# Fama and French Factor Model #

### Import Data ###

In [3]:
# Import Libraries

# Data Management
import pandas as pd
import numpy as np

# Plots
import matplotlib.pyplot as plt

# Statistics
import statsmodels.api as sm

# Manipulate Files
import os

# Pretty Notation
from IPython.display import display, Math

In [4]:
# Get the important data for the Risk Free Rate

rfr = pd.read_csv(r"..\additional_data\rfr.csv")
rfr = rfr.set_index('Date')
rfr.index = pd.to_datetime(rfr.index, dayfirst=True)

# Get the important data for the S&P500

sp500 = pd.read_csv(r"..\additional_data\sp500.csv")
sp500 = sp500.set_index('Date')
sp500.index = pd.to_datetime(sp500.index)
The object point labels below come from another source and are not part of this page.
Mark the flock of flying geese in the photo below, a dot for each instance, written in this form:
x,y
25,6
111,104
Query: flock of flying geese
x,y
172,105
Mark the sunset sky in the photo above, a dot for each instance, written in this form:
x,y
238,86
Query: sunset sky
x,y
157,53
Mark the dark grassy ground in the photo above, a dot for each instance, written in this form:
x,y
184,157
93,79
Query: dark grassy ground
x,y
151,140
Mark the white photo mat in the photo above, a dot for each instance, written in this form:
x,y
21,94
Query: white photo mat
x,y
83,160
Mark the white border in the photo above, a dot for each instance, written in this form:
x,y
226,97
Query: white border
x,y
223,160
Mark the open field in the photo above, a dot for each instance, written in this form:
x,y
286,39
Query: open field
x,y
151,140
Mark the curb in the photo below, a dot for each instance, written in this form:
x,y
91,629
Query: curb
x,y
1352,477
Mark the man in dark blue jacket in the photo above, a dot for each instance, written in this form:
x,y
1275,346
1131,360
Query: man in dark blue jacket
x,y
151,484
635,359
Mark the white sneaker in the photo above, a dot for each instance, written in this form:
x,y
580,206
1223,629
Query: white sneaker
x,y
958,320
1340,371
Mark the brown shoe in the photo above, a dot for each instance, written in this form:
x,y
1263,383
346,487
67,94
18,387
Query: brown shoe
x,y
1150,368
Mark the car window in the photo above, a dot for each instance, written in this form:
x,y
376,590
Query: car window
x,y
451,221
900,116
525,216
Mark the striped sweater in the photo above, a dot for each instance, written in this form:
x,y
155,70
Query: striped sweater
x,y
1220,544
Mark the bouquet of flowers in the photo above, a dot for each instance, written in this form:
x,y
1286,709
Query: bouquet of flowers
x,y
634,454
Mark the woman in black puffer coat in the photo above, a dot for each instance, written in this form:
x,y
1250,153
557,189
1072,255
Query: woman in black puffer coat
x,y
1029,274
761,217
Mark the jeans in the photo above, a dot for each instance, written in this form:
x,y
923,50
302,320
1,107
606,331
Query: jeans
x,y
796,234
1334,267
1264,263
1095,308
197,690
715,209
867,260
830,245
# Get the data for the Stocks' Betas

betas_df = pd.read_csv(r"..\additional_data\betas.csv")
betas_df = betas_df.set_index('Date')
betas_df.index = pd.to_datetime(betas_df.index)

In [5]:
# Create the Weights function
def wexp(N, half_life):
    c = np.log(0.5)/half_life
    n = np.array(range(N))
    w = np.exp(c*n)
    return np.flip(w/np.sum(w))

# Create the CAPM 
def CAPM(
    stock_prices: pd.Series, 
    benchmark_prices: pd.Series = sp500['sp_500'], 
    risk_free_rate: pd.Series = rfr['risk_free_rate'], 
    window: int = 252,
    WLS: bool = True,
):

    # Align time series to the same date range
    common_index = stock_prices.index.intersection(benchmark_prices.index).intersection(risk_free_rate.index)
    stock_prices = stock_prices.loc[common_index]
    benchmark_prices = benchmark_prices.loc[common_index]
    risk_free_rate = risk_free_rate.loc[common_index]
    
    # Compute daily returns
    stock_returns = stock_prices.pct_change(1)
    benchmark_returns = benchmark_prices.pct_change(1)
    risk_free_daily = (((1 + (risk_free_rate.div(100)))**(1/360)) - 1)  # Convert annual rate to daily
    
    # Excess returns
    excess_stock = stock_returns - risk_free_daily
    excess_benchmark = benchmark_returns - risk_free_daily

    alphas, betas = [], []

    # Create weights with exponential decay
    weights = window * wexp(window, window/2)
    
    for t in range(window, len(stock_returns)):
        X = excess_benchmark.iloc[t-window:t]
        y = excess_stock.iloc[t-window:t]
        
        if X.isnull().any() or y.isnull().any():
            continue

        if WLS:
            
            # Fit WLS regression
            model = sm.WLS(y, sm.add_constant(X), weights=weights, missing='drop').fit()

        else:

            # Fit OLS regression
            model = sm.OLS(y, sm.add_constant(X), missing='drop').fit()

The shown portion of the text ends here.